The U.S. Senate is turning up the heat on Department of Energy Secretary Ernest Moniz on the subject of LNG exports. In a very unusual move, a bipartisan group of 34 senators has asked the Secretary to expedite approvals of 20 pending permit applications by companies seeking to export LNG to non-free trade agreement (FTA) countries. The senators made their request in a letter thanking Secretary Moniz for DOE's recent approval of a second export application (the subject of a prior alert) by Freeport LNG Expansion, L.P.
The 23 Republicans and 11 Democrats representing gas-producing states stressed the geopolitical implications of LNG exports, especially regarding the need to reduce the world’s reliance on Iranian energy supplies and provide secure LNG supplies to longstanding allies and strategic partners in Europe and Japan. The letter also stressed the importance of DOE approval for the financing of LNG export projects.
The senators expressed frustration with the currently expected process of considering the remaining 20 permit applications in six- to eight-week intervals. At such a rate, it would take two years for DOE to rule on the final application, hurting the market opportunities for these projects. The senators requested a faster process so the United States can retain a competitive position against other natural gas-exporting nations.
Finally, the senators asked the Secretary whether he would consider increasing the speed of decision making on these applications, evaluating multiple permit applications during the next rounds of consideration, and prioritizing the projects that have clearly established commercial viability.
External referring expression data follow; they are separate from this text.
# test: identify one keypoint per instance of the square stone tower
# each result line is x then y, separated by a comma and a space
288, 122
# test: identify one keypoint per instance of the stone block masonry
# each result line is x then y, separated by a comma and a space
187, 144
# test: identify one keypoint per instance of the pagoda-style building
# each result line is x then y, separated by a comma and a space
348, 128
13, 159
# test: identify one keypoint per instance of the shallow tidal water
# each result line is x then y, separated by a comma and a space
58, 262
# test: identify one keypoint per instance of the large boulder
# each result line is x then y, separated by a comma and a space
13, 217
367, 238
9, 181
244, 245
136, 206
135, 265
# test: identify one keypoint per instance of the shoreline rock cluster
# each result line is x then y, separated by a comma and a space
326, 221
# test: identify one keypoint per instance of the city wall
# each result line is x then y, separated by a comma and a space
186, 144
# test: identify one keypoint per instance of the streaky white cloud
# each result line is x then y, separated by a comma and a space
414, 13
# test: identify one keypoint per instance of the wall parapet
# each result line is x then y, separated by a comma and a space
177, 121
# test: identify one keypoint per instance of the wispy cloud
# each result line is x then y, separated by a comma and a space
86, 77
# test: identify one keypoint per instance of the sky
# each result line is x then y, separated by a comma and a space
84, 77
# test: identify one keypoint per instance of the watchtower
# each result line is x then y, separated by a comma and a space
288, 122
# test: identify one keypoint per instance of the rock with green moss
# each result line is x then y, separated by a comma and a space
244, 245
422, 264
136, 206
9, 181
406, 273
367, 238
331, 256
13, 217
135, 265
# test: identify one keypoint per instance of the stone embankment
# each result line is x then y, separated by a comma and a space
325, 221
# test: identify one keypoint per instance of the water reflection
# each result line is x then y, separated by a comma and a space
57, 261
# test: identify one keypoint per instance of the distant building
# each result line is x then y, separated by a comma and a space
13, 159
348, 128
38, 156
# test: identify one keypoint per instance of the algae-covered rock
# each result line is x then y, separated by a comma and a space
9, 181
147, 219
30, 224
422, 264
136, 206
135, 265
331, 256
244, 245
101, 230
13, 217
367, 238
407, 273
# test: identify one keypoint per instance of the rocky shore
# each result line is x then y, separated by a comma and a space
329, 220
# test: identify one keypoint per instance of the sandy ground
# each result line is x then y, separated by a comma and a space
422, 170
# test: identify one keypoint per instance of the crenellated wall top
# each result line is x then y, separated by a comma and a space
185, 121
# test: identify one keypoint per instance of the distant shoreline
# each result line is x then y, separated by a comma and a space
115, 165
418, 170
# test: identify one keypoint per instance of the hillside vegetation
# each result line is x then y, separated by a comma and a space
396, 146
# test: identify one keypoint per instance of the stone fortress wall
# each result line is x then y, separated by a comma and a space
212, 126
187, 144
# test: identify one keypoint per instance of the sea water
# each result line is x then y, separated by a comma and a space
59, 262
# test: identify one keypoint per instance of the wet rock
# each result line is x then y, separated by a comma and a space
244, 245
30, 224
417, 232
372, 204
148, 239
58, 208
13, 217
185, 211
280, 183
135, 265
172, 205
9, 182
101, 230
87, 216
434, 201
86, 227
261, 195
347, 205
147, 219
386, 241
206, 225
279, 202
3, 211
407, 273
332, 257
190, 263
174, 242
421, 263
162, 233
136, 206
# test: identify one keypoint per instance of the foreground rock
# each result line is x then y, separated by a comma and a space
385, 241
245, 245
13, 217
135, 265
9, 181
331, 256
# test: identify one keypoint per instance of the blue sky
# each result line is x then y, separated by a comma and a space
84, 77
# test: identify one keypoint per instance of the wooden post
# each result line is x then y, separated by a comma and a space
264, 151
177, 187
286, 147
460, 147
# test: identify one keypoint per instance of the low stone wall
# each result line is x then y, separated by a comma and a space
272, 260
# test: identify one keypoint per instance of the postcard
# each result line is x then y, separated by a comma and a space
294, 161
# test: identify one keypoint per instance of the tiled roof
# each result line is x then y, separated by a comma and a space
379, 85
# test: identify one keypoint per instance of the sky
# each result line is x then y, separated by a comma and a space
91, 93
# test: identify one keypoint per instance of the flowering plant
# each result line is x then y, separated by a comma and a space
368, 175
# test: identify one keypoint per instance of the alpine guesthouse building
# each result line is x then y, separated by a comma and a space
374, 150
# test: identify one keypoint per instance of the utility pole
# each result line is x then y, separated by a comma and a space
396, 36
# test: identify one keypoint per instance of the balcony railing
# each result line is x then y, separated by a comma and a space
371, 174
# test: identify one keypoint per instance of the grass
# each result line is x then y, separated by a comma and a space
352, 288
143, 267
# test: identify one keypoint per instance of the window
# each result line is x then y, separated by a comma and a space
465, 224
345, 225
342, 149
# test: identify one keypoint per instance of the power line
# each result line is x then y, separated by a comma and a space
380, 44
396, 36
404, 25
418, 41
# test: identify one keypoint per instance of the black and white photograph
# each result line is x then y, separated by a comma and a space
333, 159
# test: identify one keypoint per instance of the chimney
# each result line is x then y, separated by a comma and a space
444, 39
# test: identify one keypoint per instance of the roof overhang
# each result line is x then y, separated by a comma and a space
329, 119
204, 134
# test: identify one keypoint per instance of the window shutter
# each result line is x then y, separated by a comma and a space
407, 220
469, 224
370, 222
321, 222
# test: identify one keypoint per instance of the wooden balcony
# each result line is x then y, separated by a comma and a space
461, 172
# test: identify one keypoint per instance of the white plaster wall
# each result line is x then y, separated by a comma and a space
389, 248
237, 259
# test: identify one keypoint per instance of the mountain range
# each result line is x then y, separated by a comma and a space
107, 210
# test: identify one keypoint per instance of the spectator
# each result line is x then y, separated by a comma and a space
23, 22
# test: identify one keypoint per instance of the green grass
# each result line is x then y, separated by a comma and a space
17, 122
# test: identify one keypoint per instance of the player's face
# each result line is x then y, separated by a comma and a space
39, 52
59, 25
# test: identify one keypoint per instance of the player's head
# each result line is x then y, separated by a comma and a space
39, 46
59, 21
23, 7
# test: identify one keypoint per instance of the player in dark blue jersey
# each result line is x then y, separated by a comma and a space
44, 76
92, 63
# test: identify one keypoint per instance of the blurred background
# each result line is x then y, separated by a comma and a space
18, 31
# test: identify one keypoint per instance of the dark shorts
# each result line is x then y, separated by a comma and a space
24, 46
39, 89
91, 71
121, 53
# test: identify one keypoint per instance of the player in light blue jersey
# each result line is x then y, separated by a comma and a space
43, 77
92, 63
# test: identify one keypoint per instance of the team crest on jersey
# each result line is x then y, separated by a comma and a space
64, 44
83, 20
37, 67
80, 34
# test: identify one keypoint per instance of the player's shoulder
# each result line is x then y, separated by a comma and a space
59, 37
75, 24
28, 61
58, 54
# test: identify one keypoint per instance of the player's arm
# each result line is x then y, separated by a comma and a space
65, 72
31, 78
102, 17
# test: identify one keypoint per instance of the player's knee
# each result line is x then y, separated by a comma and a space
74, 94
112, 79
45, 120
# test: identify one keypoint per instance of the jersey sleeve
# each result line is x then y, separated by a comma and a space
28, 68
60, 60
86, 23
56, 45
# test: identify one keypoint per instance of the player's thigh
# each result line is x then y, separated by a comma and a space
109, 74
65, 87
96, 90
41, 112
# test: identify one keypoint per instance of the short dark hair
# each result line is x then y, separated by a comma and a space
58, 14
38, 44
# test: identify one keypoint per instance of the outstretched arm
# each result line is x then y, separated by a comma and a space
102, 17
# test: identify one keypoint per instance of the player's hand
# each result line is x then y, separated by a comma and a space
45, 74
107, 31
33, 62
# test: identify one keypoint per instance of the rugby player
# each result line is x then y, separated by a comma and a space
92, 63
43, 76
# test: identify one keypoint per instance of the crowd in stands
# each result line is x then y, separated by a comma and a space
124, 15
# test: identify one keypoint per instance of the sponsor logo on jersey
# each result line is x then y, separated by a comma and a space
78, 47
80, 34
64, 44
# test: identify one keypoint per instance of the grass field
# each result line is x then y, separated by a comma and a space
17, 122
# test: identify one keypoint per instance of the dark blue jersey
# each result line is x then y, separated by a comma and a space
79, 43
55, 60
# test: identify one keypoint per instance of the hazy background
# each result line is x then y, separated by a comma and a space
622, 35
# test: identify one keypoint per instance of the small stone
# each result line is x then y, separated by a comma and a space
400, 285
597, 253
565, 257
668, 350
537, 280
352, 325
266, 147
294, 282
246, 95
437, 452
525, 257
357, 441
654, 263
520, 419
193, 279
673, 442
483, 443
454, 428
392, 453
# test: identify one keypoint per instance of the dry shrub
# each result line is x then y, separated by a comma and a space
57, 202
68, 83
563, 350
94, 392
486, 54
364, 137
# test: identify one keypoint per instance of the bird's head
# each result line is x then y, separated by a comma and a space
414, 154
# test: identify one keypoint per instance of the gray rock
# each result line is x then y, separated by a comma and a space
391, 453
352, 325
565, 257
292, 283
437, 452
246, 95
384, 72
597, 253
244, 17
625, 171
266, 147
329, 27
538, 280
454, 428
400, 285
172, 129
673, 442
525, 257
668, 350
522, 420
At a Senate Committee on Energy and Natural Resources hearing earlier this year (also the subject of a prior alert), LNG exports were hotly debated. Supporters argued that exports would create jobs in the natural gas industry, allow markets to function, and advance free trade, while opponents advocated for an “America First” policy where the United States would use its gas first and address its food security, defense, and unemployment issues before considering exports.